Abu Hasan Al-Asy’ari melepaskan baju jubah yang dipakainya dan melemparkannya. Setelah itu lalu beliau memberikan kitab yang baru ditulisnya kepada manusia. Tatkala membaca kitab-kitab tersebut oleh ahli hadits dan ahli fiqih ahlussunnah wal jama’ah maka mereka mengambil apa yang ada didalam kitab tersebut dan membedahnya, dan akhirnya mereka berkeyakinan bahwa Abu Hasan Al-Asy’ari adalah pendahulu mereka. Mereka menjadikan Abu Hasan Al-Asy’ari sebagai Imam sehingga disandarkan madzhab mereka kepada beliau.

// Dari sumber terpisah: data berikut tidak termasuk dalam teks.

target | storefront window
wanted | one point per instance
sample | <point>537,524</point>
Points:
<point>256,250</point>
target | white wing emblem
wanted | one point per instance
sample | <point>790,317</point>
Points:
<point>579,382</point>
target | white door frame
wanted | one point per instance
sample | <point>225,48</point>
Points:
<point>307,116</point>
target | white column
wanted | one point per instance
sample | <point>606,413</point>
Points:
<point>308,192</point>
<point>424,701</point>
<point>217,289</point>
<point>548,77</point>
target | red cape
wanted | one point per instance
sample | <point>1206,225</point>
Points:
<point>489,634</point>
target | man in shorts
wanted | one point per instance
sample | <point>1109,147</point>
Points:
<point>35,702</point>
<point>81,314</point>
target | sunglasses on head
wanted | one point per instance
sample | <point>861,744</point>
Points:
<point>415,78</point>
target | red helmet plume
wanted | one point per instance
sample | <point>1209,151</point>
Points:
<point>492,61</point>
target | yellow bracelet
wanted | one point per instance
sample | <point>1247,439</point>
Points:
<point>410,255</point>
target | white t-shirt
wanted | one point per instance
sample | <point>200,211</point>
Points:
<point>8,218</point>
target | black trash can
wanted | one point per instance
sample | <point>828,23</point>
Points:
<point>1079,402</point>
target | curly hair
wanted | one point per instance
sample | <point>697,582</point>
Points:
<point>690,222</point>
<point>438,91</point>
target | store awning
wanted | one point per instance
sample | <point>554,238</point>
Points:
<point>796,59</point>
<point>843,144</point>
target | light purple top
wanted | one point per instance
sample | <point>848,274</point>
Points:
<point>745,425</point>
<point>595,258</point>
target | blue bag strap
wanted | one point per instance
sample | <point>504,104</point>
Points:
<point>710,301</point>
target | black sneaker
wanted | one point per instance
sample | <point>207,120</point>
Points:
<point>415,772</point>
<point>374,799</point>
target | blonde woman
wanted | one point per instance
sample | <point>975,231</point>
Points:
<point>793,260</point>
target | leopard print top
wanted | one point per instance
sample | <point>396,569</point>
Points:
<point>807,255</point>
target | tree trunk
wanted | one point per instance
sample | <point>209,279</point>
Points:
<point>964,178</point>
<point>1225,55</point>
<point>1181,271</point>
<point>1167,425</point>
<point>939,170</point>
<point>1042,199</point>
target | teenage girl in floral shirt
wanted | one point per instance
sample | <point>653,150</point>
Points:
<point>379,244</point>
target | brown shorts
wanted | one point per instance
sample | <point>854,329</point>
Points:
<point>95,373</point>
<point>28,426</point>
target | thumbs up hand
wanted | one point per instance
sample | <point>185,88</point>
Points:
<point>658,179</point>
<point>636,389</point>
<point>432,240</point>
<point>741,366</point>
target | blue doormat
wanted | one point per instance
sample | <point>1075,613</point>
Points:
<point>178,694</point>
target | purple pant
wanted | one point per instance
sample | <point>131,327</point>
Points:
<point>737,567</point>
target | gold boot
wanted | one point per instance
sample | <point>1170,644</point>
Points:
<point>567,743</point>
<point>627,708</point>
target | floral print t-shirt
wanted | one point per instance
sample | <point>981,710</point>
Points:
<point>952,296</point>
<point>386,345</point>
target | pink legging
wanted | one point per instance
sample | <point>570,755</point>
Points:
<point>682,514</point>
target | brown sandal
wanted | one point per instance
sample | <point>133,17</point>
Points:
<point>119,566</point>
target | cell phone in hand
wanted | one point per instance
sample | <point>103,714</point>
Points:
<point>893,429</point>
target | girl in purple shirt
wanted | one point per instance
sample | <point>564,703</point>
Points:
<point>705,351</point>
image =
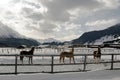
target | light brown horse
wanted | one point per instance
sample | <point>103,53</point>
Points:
<point>97,55</point>
<point>68,55</point>
<point>28,54</point>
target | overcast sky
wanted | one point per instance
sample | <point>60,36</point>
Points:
<point>59,19</point>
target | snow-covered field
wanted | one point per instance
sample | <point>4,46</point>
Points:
<point>94,75</point>
<point>95,71</point>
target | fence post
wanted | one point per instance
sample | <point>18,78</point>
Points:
<point>52,64</point>
<point>85,62</point>
<point>112,60</point>
<point>16,64</point>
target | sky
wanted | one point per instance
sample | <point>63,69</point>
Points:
<point>59,19</point>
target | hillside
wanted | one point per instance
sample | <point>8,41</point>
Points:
<point>10,38</point>
<point>98,36</point>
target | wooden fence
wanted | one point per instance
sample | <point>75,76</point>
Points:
<point>52,62</point>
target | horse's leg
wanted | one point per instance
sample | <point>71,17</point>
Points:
<point>31,60</point>
<point>60,59</point>
<point>63,59</point>
<point>73,59</point>
<point>70,59</point>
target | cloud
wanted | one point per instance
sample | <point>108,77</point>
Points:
<point>61,19</point>
<point>101,24</point>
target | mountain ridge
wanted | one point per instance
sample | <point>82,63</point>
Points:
<point>92,36</point>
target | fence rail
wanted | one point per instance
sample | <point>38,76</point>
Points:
<point>52,62</point>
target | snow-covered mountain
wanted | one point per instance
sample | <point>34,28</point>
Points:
<point>6,32</point>
<point>98,37</point>
<point>11,38</point>
<point>49,40</point>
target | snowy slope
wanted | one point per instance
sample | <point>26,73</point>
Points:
<point>49,40</point>
<point>6,32</point>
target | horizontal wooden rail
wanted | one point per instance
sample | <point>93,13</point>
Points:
<point>52,58</point>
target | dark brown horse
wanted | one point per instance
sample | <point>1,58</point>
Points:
<point>97,55</point>
<point>28,54</point>
<point>68,55</point>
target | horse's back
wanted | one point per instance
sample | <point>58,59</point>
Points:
<point>23,53</point>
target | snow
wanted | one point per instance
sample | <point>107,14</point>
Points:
<point>97,71</point>
<point>94,75</point>
<point>6,32</point>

Abu Hasan Al-Asy’ari dalam hubungannya dengan Mu’tazilah yang sudah ditinggalkannya “seperti seorang Kitabiy (Kafir Ahli Kitab) yang masuk Islam dan membongkar kelemahan ‘aqidah yang sudah ditinggalkannya, maka kitabiy tersebut sangat berbahaya dalam anggapan kafir dzimmi” maka demikian juga Abu Hasan Al-Asy’ari itu sangat berbahaya dalam anggapan Mu’tazilah, sehingga Mu’tazilah mencaci-caci Abu Hasan Al-Asy’ari dan menuduhnya sebagai pembawa kebathilan, tetapi Abu Hasan Al-Asy’ari menerimanya.
Ulama ahli hadits sudah sepakat bahwa Abu Hasan Al-Asy’ari adalah seorang Imam dari sejumlah imam ahli hadits. Madzhab beliau adalah madzhab ahli hadits. Berbicara dalam ilmu ushuluddin dengan jalan ahlussunnah dan Beliau menolak faham yang sesat dan bid’ah.
Abubakar bin Fauruk berkata : kembalinya Abu Hasan Al-Asy’ari dari madzhab Mu’tazilah kepada madzhab Ahlussunnah wal jama’ah pada tahun 300 hijriah.
(Sumber: Kitab “Abu Hasan Al-Asy’ari Al-Asy’ari” karangan Himad bin Muhammad al-Anshar).